First TCC Loss-Trading Case Applying Deans Knight

  • 03 avril 2024
  • Sameer Nurmohamed and Ravish Gupta

On December 27, 2023, the Tax Court of Canada (“TCC”) released its decision for Madison Pacific Properties Inc. v. The King.[1] This is the first loss trading case in the TCC that applied the Supreme Court of Canada’s precedent-setting decision in Deans Knight Income Corp. v. Canada.[2] The TCC found that the use of non-voting shares abused subsection 111(4) of the Income Tax Act (“ITA”) and that the general anti-avoidance rule (“GAAR”) accordingly applied to deny the use of net capital losses.

Facts

The Appellant, Madison Pacific Properties Inc.[3] (“MPP”), was a publicly traded company engaged in the business of mining. As of December 31, 1997, MPP had accumulated $9,688,703 in non-capital losses and $72,718,480 in capital losses. Madison Venture Corporation (“Madison”) and Vanac Development Corp. (“Vanac”), two corporations that were initially at arm’s length with each other and with MPP, each held a portfolio of rental properties.

Through a series of transactions[4] described below, Madison and Vanac accessed MPP’s losses from its mining business to offset income from Madison and Vanac’s real estate businesses:

  1. A syndicate – which included (i) Vanac, (ii) a wholly-owned subsidiary of Madison, and (iii) a corporation that was controlled directly or indirectly by the Chair of the Board of Directors of MPP and also owned 6.02% of the shares in MPP at the time – loaned $2.7 million to MPP.
  2. MPP spun its mining business out to a subsidiary, 3396061 Canada Inc. (“New Mining Co.”).
  3. MPP amended its share capital to create three new classes of shares: Class A Preferred shares, Class B voting shares, and Class C non-voting shares.
  4. MPP’s existing shareholders exchanged their old common shares of MPP for Class A Preferred and Class B voting shares of MPP. The Class A Preferred shares were then further exchanged for common shares of New Mining Co.
  5. New Mining Co. amalgamated with a subsidiary of a different public mining company, Imperial Metals Corporation, to form Amalco.

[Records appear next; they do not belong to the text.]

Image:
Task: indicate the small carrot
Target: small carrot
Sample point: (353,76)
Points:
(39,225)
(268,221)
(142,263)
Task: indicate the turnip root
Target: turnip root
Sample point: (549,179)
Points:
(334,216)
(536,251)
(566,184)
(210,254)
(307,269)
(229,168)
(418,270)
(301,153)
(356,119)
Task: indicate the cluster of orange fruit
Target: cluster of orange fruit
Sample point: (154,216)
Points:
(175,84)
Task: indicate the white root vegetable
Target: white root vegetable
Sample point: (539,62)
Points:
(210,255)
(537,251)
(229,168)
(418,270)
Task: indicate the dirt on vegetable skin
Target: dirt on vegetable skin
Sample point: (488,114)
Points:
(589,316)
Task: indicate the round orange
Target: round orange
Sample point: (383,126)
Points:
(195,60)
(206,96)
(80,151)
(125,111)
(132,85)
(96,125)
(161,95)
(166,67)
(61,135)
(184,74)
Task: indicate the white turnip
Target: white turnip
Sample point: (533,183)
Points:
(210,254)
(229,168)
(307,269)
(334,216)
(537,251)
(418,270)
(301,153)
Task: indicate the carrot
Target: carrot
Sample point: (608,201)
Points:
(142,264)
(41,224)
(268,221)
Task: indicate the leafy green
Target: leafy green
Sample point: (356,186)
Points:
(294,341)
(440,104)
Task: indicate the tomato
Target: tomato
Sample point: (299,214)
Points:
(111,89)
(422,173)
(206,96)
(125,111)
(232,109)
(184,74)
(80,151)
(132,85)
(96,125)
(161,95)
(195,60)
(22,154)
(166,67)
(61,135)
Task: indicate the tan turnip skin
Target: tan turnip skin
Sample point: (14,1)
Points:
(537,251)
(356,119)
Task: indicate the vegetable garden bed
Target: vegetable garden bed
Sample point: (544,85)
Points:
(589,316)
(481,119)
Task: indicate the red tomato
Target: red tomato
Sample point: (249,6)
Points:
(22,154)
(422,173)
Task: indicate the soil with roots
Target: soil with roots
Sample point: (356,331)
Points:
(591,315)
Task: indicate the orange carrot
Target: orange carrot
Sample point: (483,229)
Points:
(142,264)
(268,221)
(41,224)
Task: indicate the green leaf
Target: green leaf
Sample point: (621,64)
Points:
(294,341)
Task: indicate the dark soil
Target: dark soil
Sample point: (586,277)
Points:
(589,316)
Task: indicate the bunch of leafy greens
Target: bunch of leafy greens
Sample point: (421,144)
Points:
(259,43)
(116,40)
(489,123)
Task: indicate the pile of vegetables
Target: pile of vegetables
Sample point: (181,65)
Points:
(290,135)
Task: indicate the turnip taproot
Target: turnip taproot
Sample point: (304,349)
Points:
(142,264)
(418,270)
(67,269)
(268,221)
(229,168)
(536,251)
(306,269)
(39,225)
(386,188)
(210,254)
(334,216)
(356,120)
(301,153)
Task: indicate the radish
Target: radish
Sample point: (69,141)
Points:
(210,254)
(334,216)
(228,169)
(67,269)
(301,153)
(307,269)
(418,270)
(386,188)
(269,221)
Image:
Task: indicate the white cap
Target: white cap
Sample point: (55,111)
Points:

MPP’s shareholders then exchanged their shares in Amalco for shares of Imperial Metals Corporation, allowing them to continue holding an interest in the mining business.
  6. Amalco repaid the syndicate loan from the first step.
  7. Madison and Vanac sold MPP various real estate assets in exchange for MPP assuming various liabilities and a mix of Class B voting and Class C non-voting shares of MPP. The Class B voting shares were priced the same as the Class C non-voting shares.
  8. MPP was granted various options by Vanac to acquire properties from Vanac in the future.
  9. Madison sold additional real estate to MPP in exchange for a mix of Class B voting and Class C non-voting shares. Madison also subscribed for additional Class C non-voting shares. As a result of these two transactions, Madison and Vanac held an equal number of Class B voting shares and Class C non-voting shares in MPP.  

As a result of the above series of transactions, Madison and Vanac each held 23.28% of the Class B voting shares and 50% of the Class C non-voting shares of MPP. Together, Madison and Vanac held only 46.56% of the voting shares of MPP despite owning 92.82% of the total equity of MPP.

MPP used non-capital loss carryforwards and net capital loss carryforwards from its mining activities to reduce its income and capital gains from its real estate business for several years. The Minister of National Revenue (“Minister”) denied the use of the net capital loss carryforwards in MPP’s 2009, 2011, and 2013 taxation years (“Disputed Tax Years”).